Considering Telia's scope and "experience", that is one thing. But for
the general good of the Internet, the number of intended or
unintentional route hijacks in recent years, and all the noise that
rises on this and other lists each time we have such incidents (this
won't be the last), Telia should not have waited to be called out in
order to get this fixed.

Do we know if they are fixing this on just this customer of theirs, or
all their customers? I know this has been their filtering policy with us
(SEACOM) since 2014, as I pointed out earlier today. There has not been
a shortage of similar incidents between now and then, where the
community has consistently called for more deliberate and effective
route filtering across inter-AS arrangements.

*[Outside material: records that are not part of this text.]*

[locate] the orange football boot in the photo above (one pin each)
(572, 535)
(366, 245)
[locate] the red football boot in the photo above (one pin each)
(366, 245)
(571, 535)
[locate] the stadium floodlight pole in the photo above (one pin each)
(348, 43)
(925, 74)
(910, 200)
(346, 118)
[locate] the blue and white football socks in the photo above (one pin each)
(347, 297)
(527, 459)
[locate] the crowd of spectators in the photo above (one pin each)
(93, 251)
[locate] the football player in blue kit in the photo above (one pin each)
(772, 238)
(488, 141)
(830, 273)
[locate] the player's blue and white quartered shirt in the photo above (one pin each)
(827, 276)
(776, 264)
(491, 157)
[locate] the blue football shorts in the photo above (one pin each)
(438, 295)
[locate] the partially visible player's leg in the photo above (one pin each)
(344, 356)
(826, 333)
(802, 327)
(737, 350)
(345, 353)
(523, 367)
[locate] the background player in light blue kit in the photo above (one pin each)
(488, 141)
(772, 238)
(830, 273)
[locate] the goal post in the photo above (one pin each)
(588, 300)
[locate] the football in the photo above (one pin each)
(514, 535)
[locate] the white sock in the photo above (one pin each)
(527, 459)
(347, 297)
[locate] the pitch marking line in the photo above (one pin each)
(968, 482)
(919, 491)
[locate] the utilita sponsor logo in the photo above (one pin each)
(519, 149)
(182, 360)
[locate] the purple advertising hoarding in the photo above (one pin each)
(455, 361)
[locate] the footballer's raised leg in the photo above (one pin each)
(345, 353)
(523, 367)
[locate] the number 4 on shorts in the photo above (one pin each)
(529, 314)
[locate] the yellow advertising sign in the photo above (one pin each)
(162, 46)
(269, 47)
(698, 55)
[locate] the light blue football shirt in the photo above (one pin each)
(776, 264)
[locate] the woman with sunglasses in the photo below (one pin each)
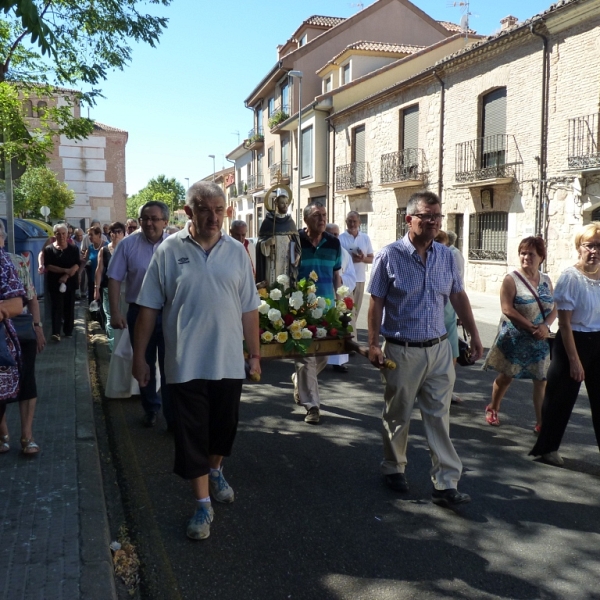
(576, 351)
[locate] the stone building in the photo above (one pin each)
(505, 130)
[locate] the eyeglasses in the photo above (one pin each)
(151, 219)
(428, 217)
(590, 247)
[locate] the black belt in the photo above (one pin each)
(425, 344)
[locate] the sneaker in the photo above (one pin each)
(219, 488)
(312, 416)
(553, 458)
(491, 416)
(449, 497)
(199, 524)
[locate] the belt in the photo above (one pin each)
(425, 344)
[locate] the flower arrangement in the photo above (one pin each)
(294, 316)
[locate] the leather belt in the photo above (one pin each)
(425, 344)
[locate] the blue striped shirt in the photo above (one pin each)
(415, 292)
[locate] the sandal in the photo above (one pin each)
(491, 416)
(28, 446)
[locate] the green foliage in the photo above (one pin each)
(39, 187)
(161, 189)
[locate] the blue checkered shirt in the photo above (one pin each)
(415, 293)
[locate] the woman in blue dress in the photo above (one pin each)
(521, 350)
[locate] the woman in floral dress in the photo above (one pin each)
(521, 350)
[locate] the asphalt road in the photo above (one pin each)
(312, 519)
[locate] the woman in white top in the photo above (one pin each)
(576, 352)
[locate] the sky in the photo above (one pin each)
(184, 99)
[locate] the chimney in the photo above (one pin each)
(508, 22)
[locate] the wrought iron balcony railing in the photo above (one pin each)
(583, 142)
(255, 182)
(491, 157)
(283, 168)
(405, 165)
(353, 176)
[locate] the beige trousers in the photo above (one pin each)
(306, 385)
(425, 374)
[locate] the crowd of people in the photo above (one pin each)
(170, 291)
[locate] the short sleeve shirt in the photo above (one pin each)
(203, 297)
(323, 260)
(415, 293)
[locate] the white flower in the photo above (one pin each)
(274, 314)
(343, 291)
(267, 337)
(316, 313)
(296, 300)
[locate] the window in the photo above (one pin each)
(346, 74)
(488, 233)
(493, 130)
(307, 151)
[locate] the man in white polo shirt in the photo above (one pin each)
(202, 281)
(359, 246)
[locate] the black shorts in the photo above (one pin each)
(205, 418)
(28, 387)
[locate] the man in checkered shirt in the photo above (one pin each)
(411, 281)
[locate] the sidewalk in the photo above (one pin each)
(53, 526)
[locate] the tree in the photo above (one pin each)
(161, 189)
(39, 187)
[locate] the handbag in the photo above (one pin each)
(464, 351)
(551, 336)
(23, 325)
(6, 358)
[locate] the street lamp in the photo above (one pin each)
(298, 75)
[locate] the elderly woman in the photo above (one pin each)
(90, 258)
(62, 264)
(576, 352)
(116, 231)
(521, 350)
(29, 348)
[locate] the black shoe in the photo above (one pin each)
(149, 420)
(397, 482)
(449, 497)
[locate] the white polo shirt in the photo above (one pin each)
(352, 244)
(203, 298)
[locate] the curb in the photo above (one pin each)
(97, 575)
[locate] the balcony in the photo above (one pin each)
(491, 160)
(353, 178)
(255, 182)
(280, 115)
(255, 140)
(583, 143)
(281, 170)
(402, 169)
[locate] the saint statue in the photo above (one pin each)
(278, 249)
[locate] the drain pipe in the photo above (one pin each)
(441, 148)
(542, 208)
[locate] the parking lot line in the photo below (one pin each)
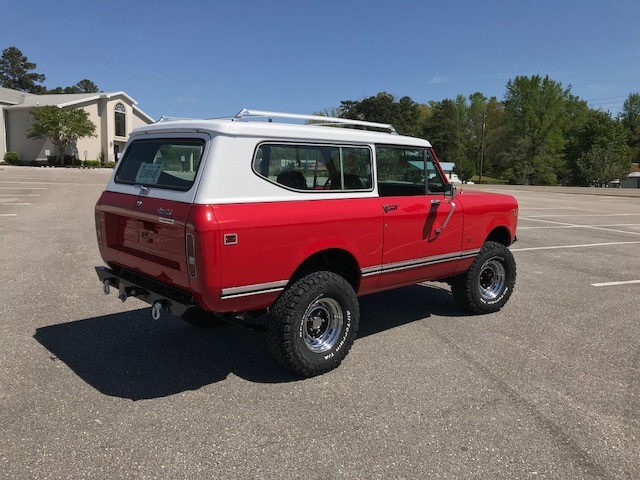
(557, 247)
(579, 226)
(613, 284)
(19, 194)
(585, 215)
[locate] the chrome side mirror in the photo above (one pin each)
(449, 192)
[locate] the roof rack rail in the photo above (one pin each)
(164, 118)
(244, 113)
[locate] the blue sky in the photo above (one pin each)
(213, 58)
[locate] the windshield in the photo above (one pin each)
(169, 163)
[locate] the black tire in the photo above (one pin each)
(488, 283)
(313, 324)
(201, 318)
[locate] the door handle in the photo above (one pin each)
(446, 220)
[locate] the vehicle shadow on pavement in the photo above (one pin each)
(129, 355)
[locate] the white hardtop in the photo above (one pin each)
(240, 126)
(232, 143)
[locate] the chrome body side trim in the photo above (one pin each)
(418, 262)
(255, 289)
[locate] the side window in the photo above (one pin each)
(314, 167)
(400, 171)
(436, 183)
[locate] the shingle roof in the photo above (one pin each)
(14, 99)
(31, 100)
(11, 97)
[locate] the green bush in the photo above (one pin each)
(12, 158)
(71, 161)
(54, 160)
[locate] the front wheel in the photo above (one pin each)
(312, 326)
(488, 283)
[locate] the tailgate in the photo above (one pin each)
(145, 235)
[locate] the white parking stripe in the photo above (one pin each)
(56, 183)
(524, 207)
(574, 225)
(547, 221)
(19, 194)
(580, 226)
(557, 247)
(611, 284)
(585, 215)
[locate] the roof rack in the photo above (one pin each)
(245, 113)
(163, 119)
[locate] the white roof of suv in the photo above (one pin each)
(241, 125)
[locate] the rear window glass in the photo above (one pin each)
(314, 168)
(170, 163)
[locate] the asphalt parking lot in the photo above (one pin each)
(549, 387)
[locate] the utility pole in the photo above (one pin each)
(484, 123)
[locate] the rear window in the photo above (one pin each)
(170, 163)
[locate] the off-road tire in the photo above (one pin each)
(320, 306)
(201, 318)
(488, 283)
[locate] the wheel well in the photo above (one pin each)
(332, 260)
(500, 235)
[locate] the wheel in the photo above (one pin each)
(313, 324)
(201, 318)
(488, 283)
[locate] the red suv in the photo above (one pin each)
(233, 217)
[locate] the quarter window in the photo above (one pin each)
(315, 167)
(121, 120)
(170, 164)
(401, 171)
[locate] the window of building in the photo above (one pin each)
(315, 167)
(121, 120)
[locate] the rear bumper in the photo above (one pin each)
(150, 291)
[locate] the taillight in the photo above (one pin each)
(99, 229)
(191, 255)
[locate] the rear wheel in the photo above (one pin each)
(313, 324)
(488, 283)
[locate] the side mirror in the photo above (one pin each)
(449, 192)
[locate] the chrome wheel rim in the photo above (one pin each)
(492, 279)
(322, 324)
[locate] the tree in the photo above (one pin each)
(536, 110)
(83, 86)
(599, 151)
(15, 72)
(630, 117)
(601, 164)
(62, 126)
(448, 130)
(383, 108)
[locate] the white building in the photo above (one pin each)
(114, 115)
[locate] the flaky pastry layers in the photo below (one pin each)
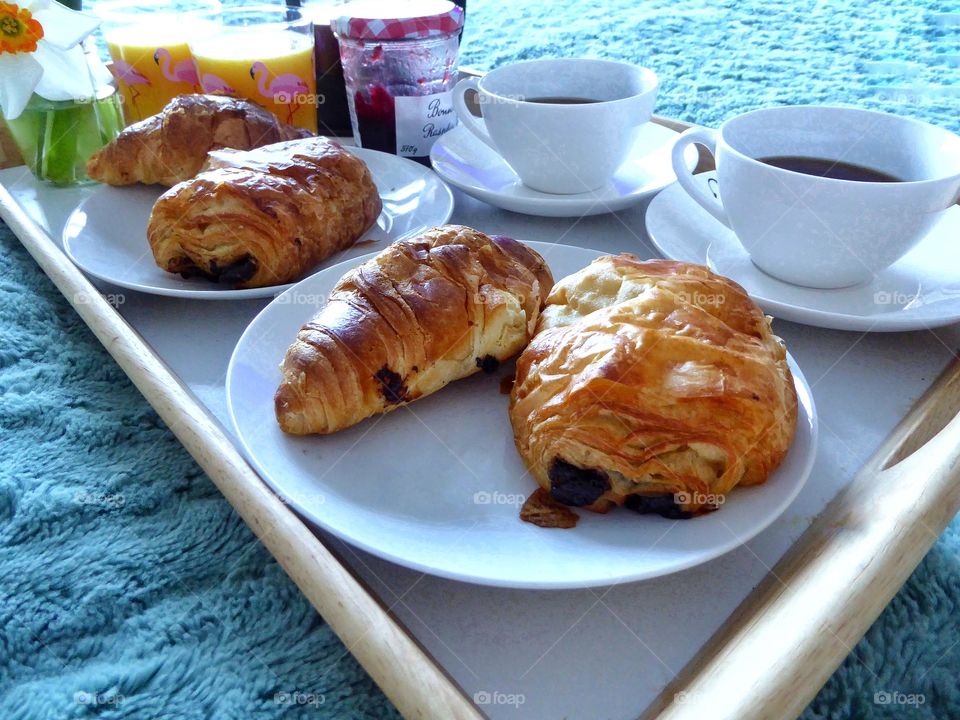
(265, 216)
(422, 313)
(657, 385)
(172, 145)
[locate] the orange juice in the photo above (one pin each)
(152, 66)
(273, 68)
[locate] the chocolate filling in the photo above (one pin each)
(489, 364)
(391, 385)
(662, 505)
(236, 272)
(575, 486)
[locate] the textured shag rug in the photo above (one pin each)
(126, 576)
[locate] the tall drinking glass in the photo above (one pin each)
(265, 54)
(148, 42)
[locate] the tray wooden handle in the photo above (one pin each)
(399, 666)
(846, 567)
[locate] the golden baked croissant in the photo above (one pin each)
(657, 385)
(422, 313)
(172, 145)
(265, 216)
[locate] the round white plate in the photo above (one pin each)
(921, 290)
(106, 236)
(437, 486)
(467, 163)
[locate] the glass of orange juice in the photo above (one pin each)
(265, 54)
(147, 40)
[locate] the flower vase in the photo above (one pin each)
(56, 138)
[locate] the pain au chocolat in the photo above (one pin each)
(654, 385)
(265, 216)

AS  level filtering is easy.  IP prefix level filtering is hard.  Especially when you are in the top 200:
https://asrank.caida.org/

IP Prefix level filtering at backbone<->backbone connections is hard (and mostly pointless).

IP Prefix level filtering at the customer edge is not that hard, no matter how large of a transit
provider you are. Customer edge filtration by Telia in this case would have prevented this
problem from spreading beyond the misconfigured ASN.

That being said, and due to these BGP "polluters" constantly doing the same thing, wouldn't an easy fix be to use the max-prefix/prefix-limit option:
https://www.cisco.com/c/en/us/support/docs/ip/border-gateway-protocol-bgp/25160-bgp-maximum-prefix.html
https://www.juniper.net/documentation/en_US/junos/topics/reference/configuration-statement/prefix-limit-edit-protocols-bgp.html

That’s a decent pair of suspenders to go with the belt of prefix filtration at the edge, but it’s no substitute.

For every BGP peer,  the ISP determines what the current max-prefix currently is.  Then add in 2% and set the max-prefix. 
An errant BGP polluter would then only have limited damage to the Internet routing table.
Not the greatest solution, but easy to implement via a one line change on every BGP peer.

To the best of my knowledge, that’s already fairly common practice. It’s usually more like 10% (2% would require way
too much active change and create churn and risk).